Within the 1948 border, Palestinian-Israeli citizens as individuals are nominally co-equal with their Jewish neighbors. However, their participation in public life is curtailed. Overt racial discrimination on land use is practised against Arabs by state-affiliated agencies such as the JNF and the Israel Lands Administration. The Basic Laws - the building blocks of Israel's constitution - explicitly prefer Jews to Arabs.
All in all, the 50% of people who are subject to Israeli control do not have full access to democracy as we understand it in America. Therefore, any argument presented to American Jews on the grounds that Israel is a "democracy" is essentially flawed.

"Americans must respect Israel's government and not interfere in Israeli decisions"
I have two objections to this argument:
1) Since the Arabs in Israel are not able to speak for themselves, we cannot accept Israeli decisions.
Furthermore, this position by this American political group runs counter to what Israelis ask of us as non-Israeli Jews. A couple of years ago I helped chauffeur a contender for the Israeli premiership as he toured Jewish Chicago. Israeli parliamentarian Ophir Paz-Pines came to Chicago to build his case for leading Israel. We witness a steady stream of well-publicized Israeli missions from NGOs, political activists and statesmen. Since they seek to engage us in the Israeli political discourse, why is an American organization urging us not to?

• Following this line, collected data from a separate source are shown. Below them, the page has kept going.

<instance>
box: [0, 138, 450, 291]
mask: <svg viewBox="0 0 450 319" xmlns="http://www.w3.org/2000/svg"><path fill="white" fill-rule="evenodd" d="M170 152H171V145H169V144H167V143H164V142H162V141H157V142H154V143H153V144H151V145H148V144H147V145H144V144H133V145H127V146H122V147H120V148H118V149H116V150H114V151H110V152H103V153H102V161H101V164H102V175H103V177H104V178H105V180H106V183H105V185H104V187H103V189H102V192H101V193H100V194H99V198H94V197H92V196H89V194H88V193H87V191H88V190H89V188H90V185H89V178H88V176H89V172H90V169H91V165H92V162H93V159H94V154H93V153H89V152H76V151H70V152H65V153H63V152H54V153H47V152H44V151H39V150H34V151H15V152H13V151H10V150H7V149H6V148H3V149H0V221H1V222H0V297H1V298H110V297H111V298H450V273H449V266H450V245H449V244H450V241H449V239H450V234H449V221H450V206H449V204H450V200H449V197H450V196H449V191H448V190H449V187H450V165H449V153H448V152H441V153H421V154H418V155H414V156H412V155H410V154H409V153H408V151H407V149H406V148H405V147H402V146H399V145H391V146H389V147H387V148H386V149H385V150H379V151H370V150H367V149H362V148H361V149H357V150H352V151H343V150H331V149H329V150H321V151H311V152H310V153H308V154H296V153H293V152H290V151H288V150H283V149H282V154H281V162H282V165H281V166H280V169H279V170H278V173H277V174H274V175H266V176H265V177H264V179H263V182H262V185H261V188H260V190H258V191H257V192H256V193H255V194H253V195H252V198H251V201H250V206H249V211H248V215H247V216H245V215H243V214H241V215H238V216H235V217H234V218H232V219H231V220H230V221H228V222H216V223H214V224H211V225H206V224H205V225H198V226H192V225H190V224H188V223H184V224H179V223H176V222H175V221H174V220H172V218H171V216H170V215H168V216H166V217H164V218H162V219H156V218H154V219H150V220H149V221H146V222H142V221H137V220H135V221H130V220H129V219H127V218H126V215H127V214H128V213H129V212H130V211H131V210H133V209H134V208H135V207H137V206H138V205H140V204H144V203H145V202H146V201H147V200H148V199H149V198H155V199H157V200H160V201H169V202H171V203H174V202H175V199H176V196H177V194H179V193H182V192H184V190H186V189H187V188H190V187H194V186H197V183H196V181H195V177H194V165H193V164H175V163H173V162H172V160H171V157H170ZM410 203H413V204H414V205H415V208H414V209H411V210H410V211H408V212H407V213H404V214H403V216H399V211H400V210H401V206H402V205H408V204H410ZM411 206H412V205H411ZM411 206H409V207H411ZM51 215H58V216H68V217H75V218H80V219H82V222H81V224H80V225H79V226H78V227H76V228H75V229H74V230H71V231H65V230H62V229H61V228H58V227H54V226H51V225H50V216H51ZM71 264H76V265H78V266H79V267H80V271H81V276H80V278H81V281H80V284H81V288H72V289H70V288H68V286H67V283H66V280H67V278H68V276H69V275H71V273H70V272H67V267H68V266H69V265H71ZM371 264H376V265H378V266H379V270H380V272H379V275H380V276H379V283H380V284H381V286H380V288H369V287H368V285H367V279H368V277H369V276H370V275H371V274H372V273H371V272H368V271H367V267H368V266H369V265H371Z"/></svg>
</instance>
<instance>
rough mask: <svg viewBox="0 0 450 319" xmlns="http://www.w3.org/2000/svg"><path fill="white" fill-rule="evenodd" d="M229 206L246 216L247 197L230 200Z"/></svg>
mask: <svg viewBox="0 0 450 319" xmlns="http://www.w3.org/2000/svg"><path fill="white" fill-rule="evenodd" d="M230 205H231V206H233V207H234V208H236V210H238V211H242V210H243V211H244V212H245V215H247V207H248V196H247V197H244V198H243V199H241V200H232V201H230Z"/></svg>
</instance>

2) American Jews - I have learned - enjoy a strong tradition of engaging in regular, political action. American Jews not only vote in very high numbers but also act by going to Washington, visiting their congressman, writing letters, attending rallies etc.. In fact, the American-Israel Political Action Committee encourages this very advocacy for the policies it supports. Why, then, when it comes to Israeli actions that we disagree with do they urge us to sit back? Which is it: are we called to act on Israeli actions, or not?

The Israeli government claims to act on behalf of Jews who are not Israeli. Furthermore, it colonized the west Bank with Jewish Israeli settlers, under the legal framework of non-Israeli Jews (WZO). That is invitation enough for us as non-Israeli Jews to engage in political action.

One caveat: there is one area that I agree - despite Israeli urgings to the contrary - that non-Israeli residents should not get involved: voting in Israeli elections. Even though I hold Israeli citizenship and Israeli political parties have urged me to vote (even to the point of offering free airfare so I can cast my ballot in Israel), I have not voted in an Israeli election since leaving the country.
That should be left to residents of Israel.